Anyone who has been paying attention to the home technology space has probably noticed quite a few of the major players in the direct to consumer “IoT” market are developing “pro” programs. As a former integrator now working for an industry association that’s definitely stirred up some mixed emotions and has me asking questions. But as I’ve started speaking with these companies and looking at the bigger picture I see opportunities -- lots of opportunities.
Let’s first ask the question, “Why are these programs forming?”
The smart home technology space is gaining tremendous momentum, According to Parks Associates’ latest research, the number of U.S. consumers that now own at least one smart home device has doubled (17% in Q4 2015 to 34% in Q4 2020) over the last five years. The number of “Power Users,” which Parks defines as those that own between five and nine such devices, has also grown significantly, doubling in just the last two years.
Do It with Me vs. Do It for Me
As the average household increases the amount of “smart devices” we’ve seen two new types of smart home tech consumers emerge thanks to the broader availability of these devices.
The first group falls into a DIY category. Sometimes called the “Do It with Me” group, they feel completely comfortable setting up a smart speaker, thermostat, or smart bulbs. Digital natives are prepared to tackle setups as they’re very familiar with smart phone apps and the process of connecting devices to their WIFI. However, these smart home consumers can get overwhelmed as they add additional products to their eco-systems. There can be a break in continuity of the overall smart home experience the barrage of apps and general product maintenance can get overwhelming for the average homeowner.
The second group is one that CEDIA has often referred to as the “Do it for Me” consumer. These smart home consumers don’t want to set up even a single device. They’ll happily pay an expert, not unlike hiring a plumber to install a new faucet or an electrician to install a new ceiling fan.
To answer this demand, the “pro” programs were created, which is an easy way to make integrators available to complete what most CEDIA members would consider a simple install for the general consumer. When consumers have an easy way to access the service they need through the “pro” programs, it can make the whole process less intimidating. There’s a lot of anecdotal evidence of even one of these simple installs leading to a larger project, and even the golden ticket: more referrals. More products sold and installed professionally means more happy customers. The more devices in the home, the more work will be created for all.

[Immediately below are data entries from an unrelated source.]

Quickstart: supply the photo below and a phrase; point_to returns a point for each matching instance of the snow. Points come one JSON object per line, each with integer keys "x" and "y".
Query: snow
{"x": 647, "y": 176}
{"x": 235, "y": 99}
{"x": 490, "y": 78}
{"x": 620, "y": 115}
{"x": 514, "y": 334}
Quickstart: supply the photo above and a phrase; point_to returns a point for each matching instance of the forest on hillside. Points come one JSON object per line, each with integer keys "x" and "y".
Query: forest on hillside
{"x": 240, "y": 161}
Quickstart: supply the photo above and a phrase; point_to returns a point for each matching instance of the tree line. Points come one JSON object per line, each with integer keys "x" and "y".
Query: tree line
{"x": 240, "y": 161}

These pro programs are made up of tech individuals and integration companies. The individual tech contractor is not a new concept for the industry. Security, satellite, cable, and internet service providers have all used individual contractors over the years. The direct-to-consumer technology market is just a new venue for them. If you were around the industry in the late ‘90s to early 2000s, you’ll remember the huge satellite boom, which created a lot of quick installation work for tech individuals and integrators alike. The “Do It for Me” and “Do It with Me” opportunities emerging as a result of the direct-to-consumer products that have gained mass attention and adoption will fuel the next wave of integration demand.
With the support of some of the biggest tech companies in the space, the services tech pros provide are that much closer to being recognized by the average consumer as a trade --something that has long been a pain point for our industry. Long gone are the days of the “AV dude” or “that person that installed my TV”. Integrators are now the people you call for all technology installations and system designs in the home.
Companies with these pro programs are offering referral services to those that qualify. Some companies are offering to sell the products as well, making for an easy upsell on a jobsite. When an integrator’s installing a smart thermostat, the technician might interest the customer in smart speaker or a smart doorbell. If the customer doesn’t have an adequate wireless network, there’s an opportunity to speak with them about upgrading. The opportunities for those participating is vast.
CEDIA is recognizing the trend from the big brands, and is actively working to partner with their pro programs. There is room for everyone at the table. Some companies may find value in subcontracting to these professionals – others may see this as a new staff recruitment pipeline. CEDIA is committed to helping grow the industry, and for our part not only are we working with the big companies, we will continue to support the tech individuals who want to upskill and explore a deeper career in our industry.